Dopo il crollo sovietico, la Russia non ha mai affrontato uno sconvolgimento economico della portata delle sanzioni occidentali dopo l’invasione dell’Ucraina. Metà delle sue riserve valutarie da 640 miliardi di dollari sono congelate, molte delle sue principali banche sono state tagliate fuori dal sistema dei pagamenti internazionali e il greggio degli Urali, grazie ai rischi di sanzioni, sta vendendo a circa 20 dollari al barile sconto ai prezzi internazionali. Circa 1.000 aziende occidentali, contabilizzate da una stima per il 40% del prodotto interno lordo russo, hanno ridotto le operazioni.

Eppure, sei mesi dopo che l’aggressione di Vladimir Putin ha innescato le più dure sanzioni occidentali contro Mosca, l’economia russa sta resistendo meglio di quanto molti si aspettassero. Anche se la guerra sembra, almeno per ora, a un punto morto, e il presidente della Turchia Recep Tayyip Erdoğan afferma che Putin è pronto per una soluzione negoziata, le sanzioni non hanno ancora eroso la capacità di Mosca di continuare a combattere.

Le rapide mosse della banca centrale di Mosca per imporre controlli sui capitali e aumentare drasticamente i tassi di interesse hanno stabilizzato il rublo. Nel complesso, l’aumento dei prezzi globali del petrolio ha compensato lo “sconto Russia” e l’aumento delle vendite a Cina, India e Turchia ha contribuito a contrastare il calo delle esportazioni verso l’UE. L’Agenzia internazionale per l’energia stima che la produzione petrolifera russa il mese scorso fosse inferiore del 3% rispetto ai livelli prebellici.

Molte società occidentali in ritiro, inoltre, non sono uscite del tutto o hanno venduto ad acquirenti locali, quindi gli asset sono ancora operativi. L’aumento degli scambi con i grandi mercati emergenti, in particolare la Turchia, ha fornito un ulteriore cuscino. La banca centrale russa prevede ora una contrazione del PIL di un 4-6% oneroso ma non catastrofico quest’anno; i progetti del FMI a 6 per cento di caloin calo da una previsione dell’8,5 per cento ad aprile.

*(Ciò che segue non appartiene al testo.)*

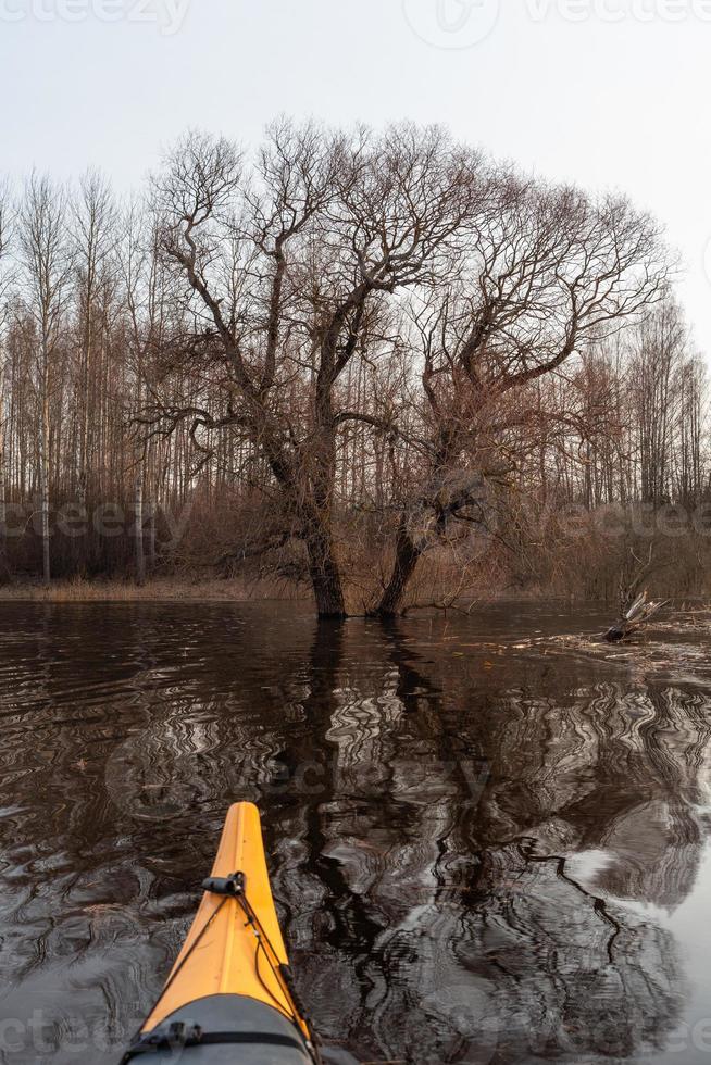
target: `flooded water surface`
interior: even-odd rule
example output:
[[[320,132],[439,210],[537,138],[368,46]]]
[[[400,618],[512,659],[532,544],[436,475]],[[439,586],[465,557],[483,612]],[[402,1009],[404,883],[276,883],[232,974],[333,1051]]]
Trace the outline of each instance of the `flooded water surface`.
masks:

Con la popolazione europea che deve far fronte ad aumenti senza precedenti della bolletta del riscaldamento, meno abituata alle difficoltà rispetto ai russi e più incline a scendere in piazza, Putin potrebbe calcolare che la Russia è in una posizione migliore per resistere al dolore economico rispetto a molte delle sue controparti occidentali.

Avrebbe torto. Le sanzioni non avrebbero mai portato a un crollo immediato dell’economia russa. Nel tempo, però, le misure occidentali sono un cappio inasprimento e i costi per la Russia si accumuleranno.

Le democrazie occidentali dovranno perseverare: devono ancora fare di più per ridurre le entrate energetiche della Russia, mentre modificano il progetto di un prossimo embargo petrolifero dell’UE per assicurarsi che non danneggi il mondo democratico più di Mosca. Devono preparare meglio le loro popolazioni, attraverso messaggi e supporto diretto, all’aumento dei prezzi dell’energia e intensificare gli sforzi per dissuadere Pechino, Delhi e Ankara dall’aiutare Mosca a resistere alle sanzioni.

È probabile che il dolore del disaccoppiamento energetico sia più breve per l’Occidente che per la Russia; l’UE, ad esempio, può già vedere un percorso realistico verso la vita senza il gas russo, mentre la mancanza di infrastrutture significa che ci vorranno anni prima che Mosca riorienti le esportazioni di gas verso la Cina. L’impatto più grande per la Russia potrebbe non essere la perdita dei mercati energetici occidentali, ma della tecnologia e dei componenti occidentali – che Pechino o altri non possono sostituire del tutto – che ostacolano la produzione e le sue industrie delle risorse naturali, nonché il suo complesso militare-industriale.

Ci sono parallelismi con le restrizioni alle esportazioni di alta tecnologia verso l’Unione Sovietica dopo l’invasione dell’Afghanistan nel 1979. Questi hanno frenato la crescita sovietica e hanno approfondito la sua arretratezza tecnologica, che, combinata con il calo dei prezzi dell’energia, ha provocato una profonda crisi alla fine degli anni ’80. Le sanzioni potrebbero non aver ancora degradato la capacità di Putin di condurre la sua guerra in Ucraina. Ma incorrendo in loro il presidente della Russia potrebbe aver degradato la sua capacità di portare avanti una lunga campagna – o di lanciare una simile guerra convenzionale su larga scala in futuro.